Despite what its name may suggest, Texas Woman’s is a coed university and has been since 1994. The public system enrolls about 16,000 students -- the largest student head count of any woman-focused university in the country, Feyten said. Women still make up about 87 percent of the student body, according to the National Center for Education Statistics.
Today, the university is focused on enrolling underserved student populations, Feyten said.
“This university has, since its inception, really always been focused on serving populations that don’t typically go to college,” she said. “About half of our students come from lower socioeconomic backgrounds -- Pell eligible, first generation.”
About a third of Texas Woman’s students are Hispanic or Latino, 17 percent are Black or African American, 9 percent are Asian and 37 percent are white, according to NCES. An overwhelming majority of students -- 98 percent -- are from Texas. More than half of first-time, full-time undergraduate students receive Pell Grants.

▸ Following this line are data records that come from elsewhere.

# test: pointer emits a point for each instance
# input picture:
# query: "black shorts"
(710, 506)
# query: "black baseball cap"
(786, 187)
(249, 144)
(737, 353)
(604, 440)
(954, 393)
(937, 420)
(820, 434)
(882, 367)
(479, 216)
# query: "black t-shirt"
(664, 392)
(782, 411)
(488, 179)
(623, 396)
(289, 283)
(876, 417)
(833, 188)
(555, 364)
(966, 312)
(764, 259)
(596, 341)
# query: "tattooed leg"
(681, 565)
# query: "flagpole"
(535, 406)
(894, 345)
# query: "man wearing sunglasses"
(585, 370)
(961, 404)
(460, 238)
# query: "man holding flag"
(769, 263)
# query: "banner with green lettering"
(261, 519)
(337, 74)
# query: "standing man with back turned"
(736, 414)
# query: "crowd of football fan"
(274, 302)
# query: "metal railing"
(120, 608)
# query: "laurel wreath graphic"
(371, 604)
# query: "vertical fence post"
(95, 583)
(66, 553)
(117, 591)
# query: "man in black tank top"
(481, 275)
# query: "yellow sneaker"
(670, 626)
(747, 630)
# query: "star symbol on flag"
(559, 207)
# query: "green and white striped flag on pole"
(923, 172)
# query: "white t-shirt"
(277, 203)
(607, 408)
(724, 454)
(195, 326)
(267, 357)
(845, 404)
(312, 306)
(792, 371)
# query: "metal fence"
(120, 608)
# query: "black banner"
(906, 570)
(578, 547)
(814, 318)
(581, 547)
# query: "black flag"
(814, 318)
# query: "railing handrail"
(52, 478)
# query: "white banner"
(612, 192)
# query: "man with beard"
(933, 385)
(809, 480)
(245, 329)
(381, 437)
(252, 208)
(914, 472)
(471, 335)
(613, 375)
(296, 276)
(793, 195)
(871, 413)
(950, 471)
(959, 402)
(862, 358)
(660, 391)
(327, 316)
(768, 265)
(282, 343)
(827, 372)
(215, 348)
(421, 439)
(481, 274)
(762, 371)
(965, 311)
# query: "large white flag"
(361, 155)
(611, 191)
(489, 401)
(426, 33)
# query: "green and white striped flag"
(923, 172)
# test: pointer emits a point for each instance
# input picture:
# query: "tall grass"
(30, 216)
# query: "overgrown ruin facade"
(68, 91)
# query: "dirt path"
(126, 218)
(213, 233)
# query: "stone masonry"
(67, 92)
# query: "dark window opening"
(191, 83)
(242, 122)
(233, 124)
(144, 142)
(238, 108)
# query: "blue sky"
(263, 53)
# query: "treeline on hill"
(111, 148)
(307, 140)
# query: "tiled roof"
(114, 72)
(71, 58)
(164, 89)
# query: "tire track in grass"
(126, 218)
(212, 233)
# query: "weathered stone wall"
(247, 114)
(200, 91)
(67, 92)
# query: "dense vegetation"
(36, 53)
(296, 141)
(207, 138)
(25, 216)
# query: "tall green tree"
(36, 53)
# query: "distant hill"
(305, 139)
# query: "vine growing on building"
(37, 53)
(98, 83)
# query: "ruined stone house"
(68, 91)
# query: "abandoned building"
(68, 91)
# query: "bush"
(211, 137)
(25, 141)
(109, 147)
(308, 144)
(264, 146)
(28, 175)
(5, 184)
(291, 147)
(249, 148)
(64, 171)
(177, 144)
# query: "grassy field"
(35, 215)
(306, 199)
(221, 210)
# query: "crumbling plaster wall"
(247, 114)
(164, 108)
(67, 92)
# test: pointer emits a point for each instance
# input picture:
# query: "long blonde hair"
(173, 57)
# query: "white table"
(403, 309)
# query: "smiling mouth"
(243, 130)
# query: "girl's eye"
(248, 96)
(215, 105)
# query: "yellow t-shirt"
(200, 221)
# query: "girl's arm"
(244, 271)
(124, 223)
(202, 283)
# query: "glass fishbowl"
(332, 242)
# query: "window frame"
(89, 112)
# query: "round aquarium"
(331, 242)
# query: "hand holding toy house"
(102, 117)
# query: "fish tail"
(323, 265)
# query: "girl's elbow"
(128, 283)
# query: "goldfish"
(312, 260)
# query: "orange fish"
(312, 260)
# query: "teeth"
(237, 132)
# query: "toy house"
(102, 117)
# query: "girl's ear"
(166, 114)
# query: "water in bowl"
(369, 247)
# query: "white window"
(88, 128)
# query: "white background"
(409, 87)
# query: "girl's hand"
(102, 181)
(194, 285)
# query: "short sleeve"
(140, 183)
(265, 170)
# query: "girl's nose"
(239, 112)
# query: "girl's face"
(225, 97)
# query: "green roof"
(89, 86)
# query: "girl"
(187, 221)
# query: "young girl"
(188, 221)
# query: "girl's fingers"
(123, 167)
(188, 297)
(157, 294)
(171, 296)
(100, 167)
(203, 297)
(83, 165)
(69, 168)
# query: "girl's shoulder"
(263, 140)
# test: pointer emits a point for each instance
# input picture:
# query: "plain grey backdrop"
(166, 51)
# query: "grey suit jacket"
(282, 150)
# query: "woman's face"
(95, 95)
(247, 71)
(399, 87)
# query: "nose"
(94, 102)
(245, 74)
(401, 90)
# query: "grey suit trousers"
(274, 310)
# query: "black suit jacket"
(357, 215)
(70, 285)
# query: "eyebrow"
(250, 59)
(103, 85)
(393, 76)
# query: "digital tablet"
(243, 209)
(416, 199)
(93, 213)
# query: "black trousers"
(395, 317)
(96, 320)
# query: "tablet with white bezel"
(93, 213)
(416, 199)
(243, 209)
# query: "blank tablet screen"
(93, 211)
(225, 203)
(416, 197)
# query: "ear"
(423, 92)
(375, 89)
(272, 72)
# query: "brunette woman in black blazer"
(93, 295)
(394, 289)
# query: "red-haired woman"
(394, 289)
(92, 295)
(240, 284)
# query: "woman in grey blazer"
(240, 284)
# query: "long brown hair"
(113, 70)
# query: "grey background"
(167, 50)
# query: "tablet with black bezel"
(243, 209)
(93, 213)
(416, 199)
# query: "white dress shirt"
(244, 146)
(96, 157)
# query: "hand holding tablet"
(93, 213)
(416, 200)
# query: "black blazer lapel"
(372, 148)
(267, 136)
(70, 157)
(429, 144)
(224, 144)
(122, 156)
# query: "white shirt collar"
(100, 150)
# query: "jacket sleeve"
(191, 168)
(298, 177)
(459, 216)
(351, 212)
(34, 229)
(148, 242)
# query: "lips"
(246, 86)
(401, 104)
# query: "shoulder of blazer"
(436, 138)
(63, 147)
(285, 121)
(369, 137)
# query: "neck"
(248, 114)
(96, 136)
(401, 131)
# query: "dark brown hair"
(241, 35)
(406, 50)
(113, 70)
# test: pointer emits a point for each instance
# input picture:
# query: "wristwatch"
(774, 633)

A university system can usually provide more flexibility for students and reduce competition among the three existing campuses, said Rebecca Martin, executive director of the National Association of System Heads.
“A system really can overcome some of the competition among campuses by putting the student first and improving pathways among campuses,” Martin said.
Several elected officials asked Feyten if the university would like to integrate into an existing Texas university system. Feyten was worried that merging with another system would cause Texas Woman’s University to lose its distinctive identity. It would also force the university to abandon its requirements that at least four women serve on the Board of Regents at all times.
Lane, the dean of the School of Education at SUNY Albany, said the success of the new system will lie in the results of decisions about which administrative tasks will be shared and which will be duplicated on each campus.
“Ultimately it will come down to where authority and autonomy rests, and what do they want to decentralize and what do they want to keep central and coordinated,” he said.